# ETA 2824 Vs ETA 2824-2



## MKIVdan (Mar 30, 2011)

Hi All,

Building my first watch, bought a case from sizzlin watches (Rolex Sub Homage) and it requires at ETA 2824 with date window at 3pm.

I am having a hard time tracking down that movement for sale, via (ebay, cousins, ofrei) 

Can anyone tell me the difference between the two movements? based on size/specs is the 2824 the same s the 2824-2? 

I have seen the 2824-2 for sale as a chronograph movement and without the chronograph. I am very unsure on what to do now. Any help is appreciated.

Thanks,

-Dan


----------



## pithy (Aug 22, 2010)

Don't forget about 2824-1! p


----------



## Eeeb (Jul 12, 2007)

MKIVdan said:


> Hi All,
> 
> Building my first watch, bought a case from sizzlin watches (Rolex Sub Homage) and it requires at ETA 2824 with date window at 3pm.
> 
> ...


Assuming ETA has not changed its nomenclature, the -2 is a modification of the 2824 which includes some internal improvements but which is interchangeable. But that is an assumption yet to be proved. Others may know more.

The movement would need a chronograph module add on (Dubois-Depraz) to become a chronograph. Many have done this.


----------



## MKIVdan (Mar 30, 2011)

Thanks for the help. Do you think the dimensions are the same for the regular and -2? 
If it will fit I will buy it. Just not sure what to do as this point as I am new to the watchmaking thing.


----------



## lysanderxiii (Oct 4, 2006)

The differences are limited to the keyless works......


----------



## MKIVdan (Mar 30, 2011)

lysanderxiii said:


> The differences are limited to the keyless works......

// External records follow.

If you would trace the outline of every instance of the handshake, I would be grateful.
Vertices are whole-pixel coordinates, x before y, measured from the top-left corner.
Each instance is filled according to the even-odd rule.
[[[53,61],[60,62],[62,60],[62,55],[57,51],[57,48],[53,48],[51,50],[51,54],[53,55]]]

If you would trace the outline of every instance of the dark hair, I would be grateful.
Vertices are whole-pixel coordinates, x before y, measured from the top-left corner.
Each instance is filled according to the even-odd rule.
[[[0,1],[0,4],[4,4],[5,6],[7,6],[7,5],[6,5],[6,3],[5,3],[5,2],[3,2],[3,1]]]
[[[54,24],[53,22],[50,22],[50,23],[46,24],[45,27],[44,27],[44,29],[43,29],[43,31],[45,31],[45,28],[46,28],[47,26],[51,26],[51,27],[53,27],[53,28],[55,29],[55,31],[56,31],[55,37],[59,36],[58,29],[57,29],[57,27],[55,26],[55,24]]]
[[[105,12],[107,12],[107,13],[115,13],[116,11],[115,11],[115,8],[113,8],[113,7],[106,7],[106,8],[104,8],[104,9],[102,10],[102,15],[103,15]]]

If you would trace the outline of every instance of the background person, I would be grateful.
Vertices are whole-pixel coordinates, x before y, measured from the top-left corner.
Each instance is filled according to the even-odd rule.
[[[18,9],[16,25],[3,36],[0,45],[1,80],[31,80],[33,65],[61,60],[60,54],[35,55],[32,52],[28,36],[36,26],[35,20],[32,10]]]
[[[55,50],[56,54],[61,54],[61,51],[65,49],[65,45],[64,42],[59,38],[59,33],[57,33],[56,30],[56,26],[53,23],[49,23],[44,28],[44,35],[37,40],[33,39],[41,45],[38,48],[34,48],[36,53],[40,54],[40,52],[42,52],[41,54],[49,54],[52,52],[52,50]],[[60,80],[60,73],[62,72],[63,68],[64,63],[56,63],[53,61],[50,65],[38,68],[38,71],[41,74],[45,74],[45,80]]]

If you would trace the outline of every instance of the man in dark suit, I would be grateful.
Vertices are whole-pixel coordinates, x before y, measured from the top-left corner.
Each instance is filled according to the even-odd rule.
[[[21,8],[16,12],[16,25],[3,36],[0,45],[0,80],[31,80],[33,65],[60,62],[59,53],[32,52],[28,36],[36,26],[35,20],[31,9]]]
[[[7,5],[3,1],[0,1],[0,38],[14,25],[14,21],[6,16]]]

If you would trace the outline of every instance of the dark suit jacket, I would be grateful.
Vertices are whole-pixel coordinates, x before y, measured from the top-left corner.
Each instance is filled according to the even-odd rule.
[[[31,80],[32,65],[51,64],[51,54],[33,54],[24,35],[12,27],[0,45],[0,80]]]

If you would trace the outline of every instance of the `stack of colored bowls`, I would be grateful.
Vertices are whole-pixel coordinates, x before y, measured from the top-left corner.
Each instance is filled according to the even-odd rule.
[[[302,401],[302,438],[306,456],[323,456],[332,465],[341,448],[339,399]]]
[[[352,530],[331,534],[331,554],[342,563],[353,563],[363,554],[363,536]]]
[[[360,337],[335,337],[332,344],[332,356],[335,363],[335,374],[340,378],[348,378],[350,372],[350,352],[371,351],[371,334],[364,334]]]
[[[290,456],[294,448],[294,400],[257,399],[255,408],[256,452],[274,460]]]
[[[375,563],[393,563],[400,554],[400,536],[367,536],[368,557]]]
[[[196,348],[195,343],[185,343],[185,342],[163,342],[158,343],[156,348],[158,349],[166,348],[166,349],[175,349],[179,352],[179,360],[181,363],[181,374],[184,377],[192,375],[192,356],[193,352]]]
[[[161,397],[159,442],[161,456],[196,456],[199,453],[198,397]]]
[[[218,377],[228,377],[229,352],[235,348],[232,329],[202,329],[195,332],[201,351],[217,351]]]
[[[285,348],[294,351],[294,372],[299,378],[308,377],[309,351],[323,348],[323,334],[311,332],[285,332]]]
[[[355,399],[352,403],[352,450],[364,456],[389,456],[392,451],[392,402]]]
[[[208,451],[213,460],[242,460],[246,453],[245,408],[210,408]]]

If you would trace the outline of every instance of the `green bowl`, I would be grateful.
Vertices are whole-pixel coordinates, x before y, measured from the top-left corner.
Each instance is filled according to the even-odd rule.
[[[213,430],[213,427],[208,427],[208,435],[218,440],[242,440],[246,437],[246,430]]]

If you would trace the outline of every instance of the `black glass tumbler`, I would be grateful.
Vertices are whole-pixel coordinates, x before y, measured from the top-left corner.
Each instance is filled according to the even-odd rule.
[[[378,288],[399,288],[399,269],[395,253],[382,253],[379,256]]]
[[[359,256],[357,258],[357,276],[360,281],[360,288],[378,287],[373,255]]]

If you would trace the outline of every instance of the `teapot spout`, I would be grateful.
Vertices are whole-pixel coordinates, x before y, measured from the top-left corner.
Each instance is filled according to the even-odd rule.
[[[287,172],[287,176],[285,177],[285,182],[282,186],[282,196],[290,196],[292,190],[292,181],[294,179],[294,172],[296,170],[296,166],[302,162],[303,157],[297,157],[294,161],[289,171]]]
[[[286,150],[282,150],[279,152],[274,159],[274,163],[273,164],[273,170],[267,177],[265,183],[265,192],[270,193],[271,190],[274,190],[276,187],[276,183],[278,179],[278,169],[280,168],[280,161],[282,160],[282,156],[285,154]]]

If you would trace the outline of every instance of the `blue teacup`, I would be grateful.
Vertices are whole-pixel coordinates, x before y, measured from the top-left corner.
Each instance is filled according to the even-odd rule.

Lysanderxiii, I dont understand what you mean by that


----------



## tinknocker (Dec 29, 2009)

MKIVdan said:


> Lysanderxiii, I dont understand what you mean by that


Here's some reading on that.

The Keyless Works - TimeZone


----------



## MKIVdan (Mar 30, 2011)

Thanks, looks like I can use the 2824-2 for this build


----------



## swisswatchproject (May 12, 2021)

MKIVdan said:


> Thanks, looks like I can use the 2824-2 for this build


Hello MKIVdan - I'm wondering the same thing you posted about 10 years ago. Were you able to confirm that the 2824 and 2824-2 movements had identical dimensions? Please let me know. Thanks!


----------



## m00tknife (Jan 27, 2010)

Yes, they are both the same size.


----------



## ExpiredWatchdog (Feb 13, 2019)

BTW, MKIVdan's last post was in 2015. You can search for a particular user in advanced search and set the "by relevance" to "by date". Then you can decide how relevant your attempt to ask him would be. Just sayin.


----------